As a consensus-maker, Justice James Lambden never published a dissent in his 17 years on the Court of Appeal for the First District, despite sitting between two indomitable personalities in Justice J. Anthony Kline (Gov. Jerry Brown’s legal affairs secretary) and Justice Paul Hearle (Gov. Ronald Reagan’s appointments secretary). Justice Lambden explains why attorneys should direct their briefs to the justice “in the catbird seat,” and what it was like sitting in the catbird seat.

Justice Lambden also talks about his single unpublished dissent.

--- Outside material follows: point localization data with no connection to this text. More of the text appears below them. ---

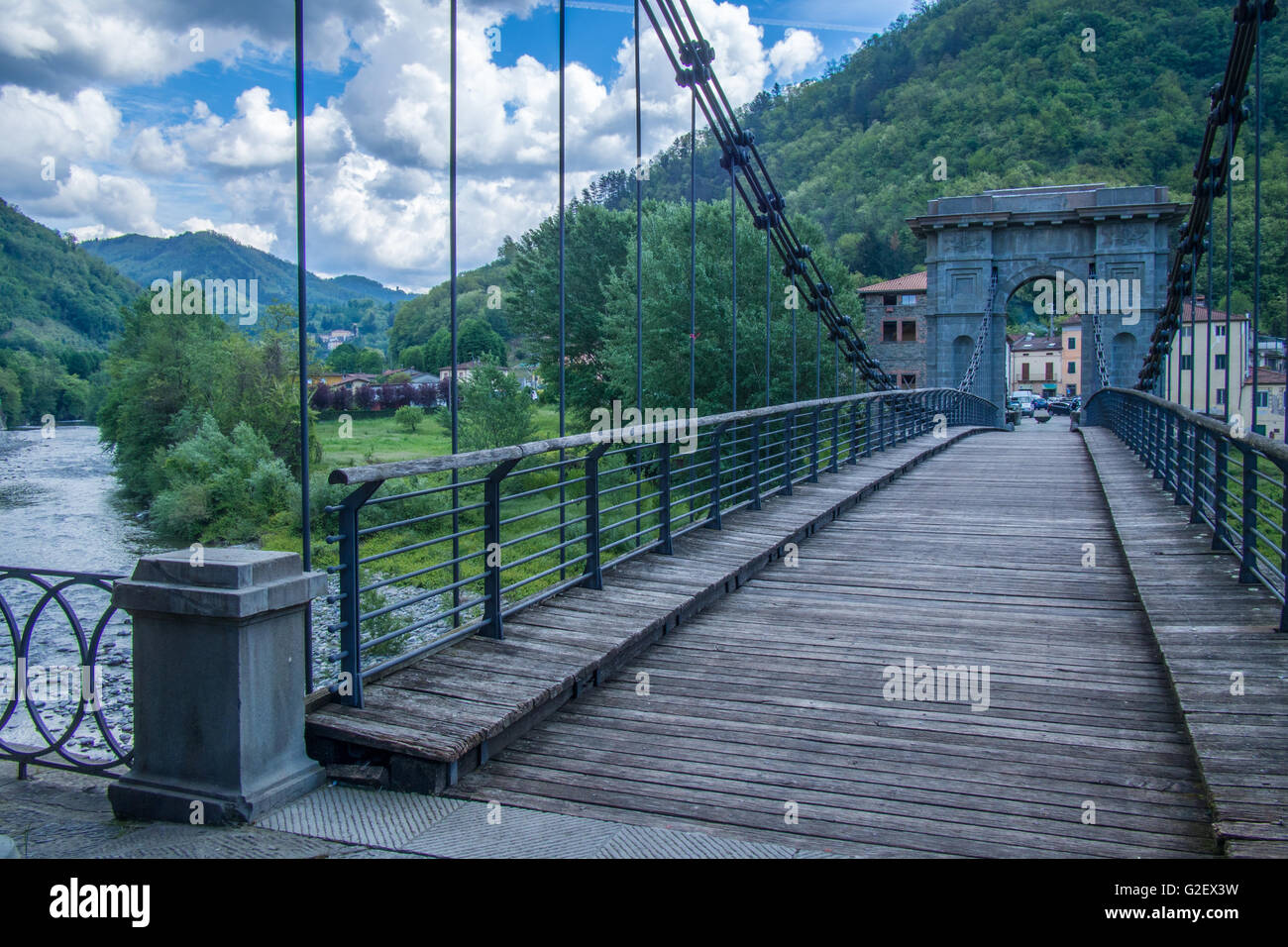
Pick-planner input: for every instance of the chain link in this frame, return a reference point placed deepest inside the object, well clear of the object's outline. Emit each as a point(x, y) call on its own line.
point(982, 338)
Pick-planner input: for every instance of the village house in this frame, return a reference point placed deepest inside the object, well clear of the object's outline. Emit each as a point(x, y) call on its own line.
point(896, 326)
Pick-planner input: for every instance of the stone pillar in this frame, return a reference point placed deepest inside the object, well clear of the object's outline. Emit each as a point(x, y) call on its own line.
point(218, 685)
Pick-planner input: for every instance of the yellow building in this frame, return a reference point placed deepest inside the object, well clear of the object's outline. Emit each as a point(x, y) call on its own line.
point(1070, 337)
point(1205, 364)
point(1034, 365)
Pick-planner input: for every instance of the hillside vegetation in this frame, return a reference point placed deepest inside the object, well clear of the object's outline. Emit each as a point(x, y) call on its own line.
point(1004, 91)
point(59, 307)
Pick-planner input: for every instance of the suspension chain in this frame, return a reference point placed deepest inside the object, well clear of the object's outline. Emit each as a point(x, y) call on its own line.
point(980, 341)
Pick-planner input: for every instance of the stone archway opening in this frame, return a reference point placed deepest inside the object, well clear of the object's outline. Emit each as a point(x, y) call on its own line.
point(983, 250)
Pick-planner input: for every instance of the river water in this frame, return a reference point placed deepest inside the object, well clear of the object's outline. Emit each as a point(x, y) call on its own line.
point(59, 510)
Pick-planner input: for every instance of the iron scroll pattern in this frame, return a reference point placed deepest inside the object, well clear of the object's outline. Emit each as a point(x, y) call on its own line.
point(54, 714)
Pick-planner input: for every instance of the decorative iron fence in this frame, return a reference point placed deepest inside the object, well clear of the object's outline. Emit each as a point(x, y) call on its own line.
point(64, 693)
point(1231, 478)
point(469, 540)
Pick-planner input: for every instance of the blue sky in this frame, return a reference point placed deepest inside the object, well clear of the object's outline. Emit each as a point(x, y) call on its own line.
point(168, 116)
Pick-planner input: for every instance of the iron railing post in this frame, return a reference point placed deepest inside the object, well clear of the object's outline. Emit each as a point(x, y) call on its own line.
point(854, 433)
point(664, 536)
point(836, 438)
point(593, 573)
point(716, 437)
point(1248, 560)
point(1219, 446)
point(1283, 544)
point(812, 446)
point(789, 453)
point(351, 596)
point(492, 551)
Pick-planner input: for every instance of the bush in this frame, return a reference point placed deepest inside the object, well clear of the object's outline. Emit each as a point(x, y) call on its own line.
point(217, 487)
point(408, 418)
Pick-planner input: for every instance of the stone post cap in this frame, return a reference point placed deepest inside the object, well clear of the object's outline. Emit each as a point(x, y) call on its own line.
point(227, 583)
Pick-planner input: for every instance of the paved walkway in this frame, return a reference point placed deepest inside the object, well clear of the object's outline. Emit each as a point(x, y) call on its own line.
point(768, 716)
point(765, 732)
point(67, 815)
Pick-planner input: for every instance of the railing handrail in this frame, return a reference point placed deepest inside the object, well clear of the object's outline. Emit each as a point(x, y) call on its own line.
point(1271, 450)
point(60, 574)
point(373, 474)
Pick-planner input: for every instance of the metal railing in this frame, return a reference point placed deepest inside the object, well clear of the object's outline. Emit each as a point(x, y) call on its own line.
point(54, 712)
point(1231, 478)
point(539, 518)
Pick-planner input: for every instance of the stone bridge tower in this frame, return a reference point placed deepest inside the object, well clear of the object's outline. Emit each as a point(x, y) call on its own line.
point(1081, 231)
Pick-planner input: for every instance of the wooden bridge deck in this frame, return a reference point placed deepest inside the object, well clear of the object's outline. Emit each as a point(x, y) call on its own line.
point(1209, 628)
point(445, 714)
point(771, 701)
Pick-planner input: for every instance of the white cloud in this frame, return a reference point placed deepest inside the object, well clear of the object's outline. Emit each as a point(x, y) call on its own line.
point(153, 154)
point(250, 235)
point(795, 53)
point(258, 137)
point(119, 204)
point(376, 153)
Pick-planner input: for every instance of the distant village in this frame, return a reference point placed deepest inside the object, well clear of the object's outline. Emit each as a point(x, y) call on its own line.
point(393, 388)
point(1050, 365)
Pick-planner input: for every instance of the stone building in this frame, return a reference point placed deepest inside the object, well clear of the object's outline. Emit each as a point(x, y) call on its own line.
point(896, 328)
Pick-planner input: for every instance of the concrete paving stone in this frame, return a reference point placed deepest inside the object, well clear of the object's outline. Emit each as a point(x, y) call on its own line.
point(645, 841)
point(165, 840)
point(65, 838)
point(360, 815)
point(520, 834)
point(359, 852)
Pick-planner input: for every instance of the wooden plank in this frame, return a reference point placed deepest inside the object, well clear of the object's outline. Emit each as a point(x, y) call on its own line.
point(1206, 626)
point(776, 692)
point(550, 650)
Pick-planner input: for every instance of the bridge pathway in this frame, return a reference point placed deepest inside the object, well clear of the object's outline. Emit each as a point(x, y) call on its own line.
point(773, 696)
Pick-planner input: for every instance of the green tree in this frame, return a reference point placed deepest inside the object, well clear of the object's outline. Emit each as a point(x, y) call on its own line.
point(494, 410)
point(408, 418)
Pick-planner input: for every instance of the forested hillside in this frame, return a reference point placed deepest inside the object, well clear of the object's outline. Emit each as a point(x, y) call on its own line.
point(58, 308)
point(335, 303)
point(1005, 93)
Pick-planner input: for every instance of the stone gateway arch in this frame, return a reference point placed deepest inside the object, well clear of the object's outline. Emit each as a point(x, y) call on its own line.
point(1106, 247)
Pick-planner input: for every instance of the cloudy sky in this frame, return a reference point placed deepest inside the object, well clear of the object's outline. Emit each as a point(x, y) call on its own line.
point(162, 116)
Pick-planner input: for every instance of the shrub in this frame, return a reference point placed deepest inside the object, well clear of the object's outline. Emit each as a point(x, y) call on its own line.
point(408, 418)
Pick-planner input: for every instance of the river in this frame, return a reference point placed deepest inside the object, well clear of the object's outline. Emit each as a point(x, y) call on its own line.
point(59, 509)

Justice Lambden also talks about his time as a judge on the Alameda County Superior Court, the great outdoors, finding and wearing a good hat, and what it’s like for judges to transition to private judging: “Going back out among the bar without wearing the robe is kind of intimidating. Like they say, they don’t laugh at my jokes anymore.”

Justice Lambden serves up a lot of sage advice:

• “Litigation is not like preparing for a battle, it’s more like going on an expedition … like taking a trip across the mountains and encountering different places where you have to do different things.”

• Hire your appellate attorney before the verdict!

• Have an elevator-pitch for your case. If you only have arguments but no theme, you’re not ready.

• On unpublished opinions: Who cares? The California Court of Appeal is not bound even by published decisions, as there is no horizontal stare decisis in our system. If you find good reasoning, use it: if the good argument comes from a published case, make the argument, and cite it. If the good argument comes from an unpublished case, make the argument, but don’t cite it. In either event, it’s not the best citation but the best argument that wins. (This reminds me of Johannes Scotus: “Authority sometimes proceeds from reason, but reason never from authority….We should not allege the opinions of the holy Fathers ... unless it be necessary thereby to strengthen arguments in the eyes of men who, unskillful in reasoning, yield rather to authority than to reason.”)

• On the importance of focus letters and oral argument.

• On access to justice, quoting Chief Justice Ronald George: “Without access, there is no justice.”